The gala opening next month of the new season at La Scala in Milan is one of the social and musical highlights of the year, attended by politicians, businessmen and top artistic figures. Legions of music fans fear, however, that the fat lady is warming up in earnest, and that this time it is all over for the opera houses of Italy.
La Scala’s glittering moment is at risk from severe spending cuts by the Government of Silvio Berlusconi, as it struggles with a huge public deficit and the global credit crunch. Sources in the opera world say that opera companies are having to reduce drastically the number of performances and are even facing closure.
One director is even proposing that the opera houses “optimise their resources” by each staging one new production a year and rotating it among them.
The heads of Italy’s 14 opera houses issued the warning after a crisis meeting with Sandro Bondi, the Culture Minister.

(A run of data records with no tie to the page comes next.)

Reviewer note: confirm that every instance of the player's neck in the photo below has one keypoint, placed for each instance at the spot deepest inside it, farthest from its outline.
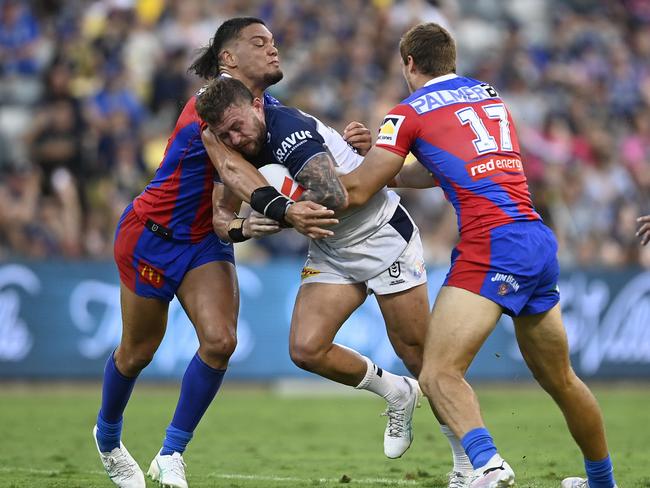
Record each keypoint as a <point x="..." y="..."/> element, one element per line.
<point x="256" y="89"/>
<point x="418" y="80"/>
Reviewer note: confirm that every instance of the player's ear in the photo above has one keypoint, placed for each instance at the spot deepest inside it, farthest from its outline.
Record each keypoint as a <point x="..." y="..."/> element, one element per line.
<point x="410" y="64"/>
<point x="228" y="59"/>
<point x="258" y="105"/>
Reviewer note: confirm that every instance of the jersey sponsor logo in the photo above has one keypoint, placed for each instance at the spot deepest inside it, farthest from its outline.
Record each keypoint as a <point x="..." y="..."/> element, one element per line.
<point x="441" y="98"/>
<point x="308" y="272"/>
<point x="395" y="270"/>
<point x="483" y="168"/>
<point x="389" y="129"/>
<point x="419" y="269"/>
<point x="291" y="189"/>
<point x="505" y="280"/>
<point x="150" y="275"/>
<point x="291" y="142"/>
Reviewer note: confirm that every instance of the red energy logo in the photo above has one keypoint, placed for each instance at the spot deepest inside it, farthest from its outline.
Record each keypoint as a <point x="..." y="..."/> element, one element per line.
<point x="495" y="164"/>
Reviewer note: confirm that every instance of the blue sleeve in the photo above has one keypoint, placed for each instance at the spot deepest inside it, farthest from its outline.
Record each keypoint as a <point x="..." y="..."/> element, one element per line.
<point x="294" y="139"/>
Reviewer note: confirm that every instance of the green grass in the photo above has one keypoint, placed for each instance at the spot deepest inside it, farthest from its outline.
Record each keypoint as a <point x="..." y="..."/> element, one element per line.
<point x="253" y="438"/>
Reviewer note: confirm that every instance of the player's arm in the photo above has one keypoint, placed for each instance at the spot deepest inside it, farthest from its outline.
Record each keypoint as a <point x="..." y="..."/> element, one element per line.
<point x="321" y="183"/>
<point x="413" y="175"/>
<point x="358" y="136"/>
<point x="378" y="168"/>
<point x="644" y="230"/>
<point x="249" y="185"/>
<point x="238" y="174"/>
<point x="229" y="226"/>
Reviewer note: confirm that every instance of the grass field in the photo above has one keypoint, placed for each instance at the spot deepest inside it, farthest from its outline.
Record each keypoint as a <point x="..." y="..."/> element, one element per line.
<point x="254" y="438"/>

The list of the affected is a roll call of famous musical institutions: La Scala, the Rome Opera, the San Carlo in Naples, the Teatro Massimo in Palermo, the Verona Arena, La Fenice in Venice and the Carlo Felice in Genoa. La Scala has been going through hard times since it reopened in 2004 after a three-year renovation. Last year a performance of Verdi’s Requiem had to be cancelled when La Scala’s 800 workers, including 135 musicians and 107 in the chorus, walked out in a row over pay and contracts, claiming that the number of performances staged had increased from 164 to 273.
This year strikes forced the cancellation of performances of La Bohème, conducted by the rising young Venezuelan star Gustavo Dudamel, and of John Neumeier’s staging and choreography of La Dame Aux Camélias. State funding for the performing arts is due to drop from €560 million (£470 million) this year to €379 million in the 2009 budget.

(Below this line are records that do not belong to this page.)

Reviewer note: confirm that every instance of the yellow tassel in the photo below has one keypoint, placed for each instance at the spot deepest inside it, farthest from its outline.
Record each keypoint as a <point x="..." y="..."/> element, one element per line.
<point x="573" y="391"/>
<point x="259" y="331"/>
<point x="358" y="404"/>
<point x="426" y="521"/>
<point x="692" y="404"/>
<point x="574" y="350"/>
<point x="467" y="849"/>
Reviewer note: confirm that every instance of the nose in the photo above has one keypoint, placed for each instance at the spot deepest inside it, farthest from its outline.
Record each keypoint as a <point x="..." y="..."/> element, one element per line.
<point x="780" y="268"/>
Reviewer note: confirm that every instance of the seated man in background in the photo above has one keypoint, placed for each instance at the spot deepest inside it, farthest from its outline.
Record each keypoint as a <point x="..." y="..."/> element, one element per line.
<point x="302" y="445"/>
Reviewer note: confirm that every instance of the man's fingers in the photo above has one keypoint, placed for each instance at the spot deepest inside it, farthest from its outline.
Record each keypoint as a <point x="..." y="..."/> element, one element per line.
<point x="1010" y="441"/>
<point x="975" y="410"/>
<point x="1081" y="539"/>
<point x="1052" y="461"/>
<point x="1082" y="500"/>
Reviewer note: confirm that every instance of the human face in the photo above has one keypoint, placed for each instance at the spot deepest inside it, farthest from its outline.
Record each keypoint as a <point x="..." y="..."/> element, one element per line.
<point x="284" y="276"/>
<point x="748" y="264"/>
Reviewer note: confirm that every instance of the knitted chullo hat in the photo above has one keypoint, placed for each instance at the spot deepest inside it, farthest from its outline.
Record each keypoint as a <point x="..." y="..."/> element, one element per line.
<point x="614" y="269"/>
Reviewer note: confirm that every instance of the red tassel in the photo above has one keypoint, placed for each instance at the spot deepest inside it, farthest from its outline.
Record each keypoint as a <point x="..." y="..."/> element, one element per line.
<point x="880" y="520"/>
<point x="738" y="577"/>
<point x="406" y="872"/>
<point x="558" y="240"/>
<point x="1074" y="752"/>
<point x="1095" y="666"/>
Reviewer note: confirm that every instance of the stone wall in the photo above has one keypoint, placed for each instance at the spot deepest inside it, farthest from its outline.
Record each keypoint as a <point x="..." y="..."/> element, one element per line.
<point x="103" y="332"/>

Gianluigi Gelmetti, musical director of the Rome Opera, accused the Government of “short-sightedness”. In an open letter to Mr Bondi in Il Messaggero, the Roman daily, he said that an art form that represented Italy in the world was at risk from bureaucrats.
Sergio Cofferati, the Mayor of Bologna, home of the Teatro Communale opera house, said that the bankrupt airline Alitalia was a “flourishing business by comparison with Italy’s opera houses”. The Verona Arena was taken over by a government-appointed administrator this summer after similar moves in Naples and Genoa.
The Government blames the opera houses themselves, which it says are overstaffed, inefficiently run and plagued by strikes. An estimated 70 per cent of their expenditure goes into staff costs for 5,000 employees.
Francesco Ernani, superintendent of the Rome Opera, said that Mr Bondi had offered to hold further talks over the next month on reforming opera finance, with tax breaks for private sponsors and investors. The situation “has never been more worrying”, he said.